Eugene Friends Church: 3495 W. 18TH Ave, Eugene, OR
Workshop descriptions below:
Creating Right Relationships with Indigenous Peoples: This workshop is a practical guide to creating right relationships with indigenous people on whose land we stand. Ellany Cayce and Esther "Little Dove" John will give a little background and then we will look up participants' tribes that underlie their churches and talk about how to reach out to those tribes.

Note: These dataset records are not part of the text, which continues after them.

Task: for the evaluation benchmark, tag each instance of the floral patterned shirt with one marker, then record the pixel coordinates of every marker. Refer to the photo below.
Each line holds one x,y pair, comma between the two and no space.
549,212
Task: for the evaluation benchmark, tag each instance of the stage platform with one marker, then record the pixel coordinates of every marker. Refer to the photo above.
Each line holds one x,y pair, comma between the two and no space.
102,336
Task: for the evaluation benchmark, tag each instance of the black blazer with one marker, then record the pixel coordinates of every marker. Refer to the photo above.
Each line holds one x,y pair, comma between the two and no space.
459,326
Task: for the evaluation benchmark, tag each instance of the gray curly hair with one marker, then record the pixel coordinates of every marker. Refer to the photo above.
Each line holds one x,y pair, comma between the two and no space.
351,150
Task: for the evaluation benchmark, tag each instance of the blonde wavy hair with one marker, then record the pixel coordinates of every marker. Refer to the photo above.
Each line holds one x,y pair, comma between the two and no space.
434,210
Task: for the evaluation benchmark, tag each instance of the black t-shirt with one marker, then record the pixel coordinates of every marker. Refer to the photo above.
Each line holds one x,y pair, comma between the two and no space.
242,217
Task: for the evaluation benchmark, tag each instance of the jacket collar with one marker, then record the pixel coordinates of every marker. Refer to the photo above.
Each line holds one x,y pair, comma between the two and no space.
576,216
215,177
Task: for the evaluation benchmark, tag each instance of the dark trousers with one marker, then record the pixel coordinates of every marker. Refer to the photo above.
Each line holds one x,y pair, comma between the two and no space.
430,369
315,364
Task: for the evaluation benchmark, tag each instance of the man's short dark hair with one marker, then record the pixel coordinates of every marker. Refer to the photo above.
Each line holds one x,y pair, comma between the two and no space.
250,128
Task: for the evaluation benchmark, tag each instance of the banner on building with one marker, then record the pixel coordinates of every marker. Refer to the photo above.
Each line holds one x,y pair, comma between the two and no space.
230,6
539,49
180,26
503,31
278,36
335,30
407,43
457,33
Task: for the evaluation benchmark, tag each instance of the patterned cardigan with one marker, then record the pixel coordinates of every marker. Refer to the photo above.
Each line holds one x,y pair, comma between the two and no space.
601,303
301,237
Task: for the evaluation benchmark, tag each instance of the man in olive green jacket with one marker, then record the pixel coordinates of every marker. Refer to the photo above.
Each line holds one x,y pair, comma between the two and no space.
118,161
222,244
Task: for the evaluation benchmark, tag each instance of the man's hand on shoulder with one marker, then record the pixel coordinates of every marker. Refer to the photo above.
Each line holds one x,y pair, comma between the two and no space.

Water, Climate Change, and Public Health: Our Work with the Maasa: Friendly Water for the World has launched a major effort to assist Maasai people in central Tanzania ensure their own safe water, hygiene, and sanitation, even as they struggle with the impact of global climate change. David Albert is the Board Chair of Friendly Water for the World, a Quaker-founded effort working with the most marginalized and disadvantaged people around the world to ensure clean water and improved health. He is a member of Olympia Friends Meeting.
Sharing Stories that Change Lives: A Short History of Quaker Publishing and a Vision for the Future of Friends: There are seeds of hope at the center of what it means to be a Friend. Robert Barclay wrote that “a divine, spiritual, and supernatural light is in all men.” Isaac Penington claimed that this seed was placed in each of us by God as a witness that might “spring up and remain” in us. Elizabeth Fry admitted that she didn’t understand “words of doctrine,” but “one thing I do know, – that Christ is in me ... that ever blessed power.” Stephen Grellet confessed that he was surprised to “find in me what I had so long sought for without me” – Jesus Christ, that “divine presence.” Everywhere I look in the world, I find evidence of these seeds of hope in the persistence (some might say obstinance) that has resulted in members of a nominal religious group having a huge impact on the shape of society. Quakers have actively engaged other Christians, other faiths, and the world. Quakers are faithful helpers, workers, leaders, evangelists, and visionaries. Quakers have sometimes succeeded and frequently failed. But they’ve always been committed. And hopeful. And faithful. The work of Barclay Press – as a Christian publisher in the Friends tradition – is to serve as a seed vault. To capture the essence of these seeds of hope, to preserve it in the words of Friends both present and past, and to share those words – in pamphlets, devotional readers, curriculum, trade books, e-books, and booklets. Eric Muhr is the publisher at Barclay Press. Since 1959, Barclay Press has served Friends through the publication of books, pamphlets, curriculum, and periodicals.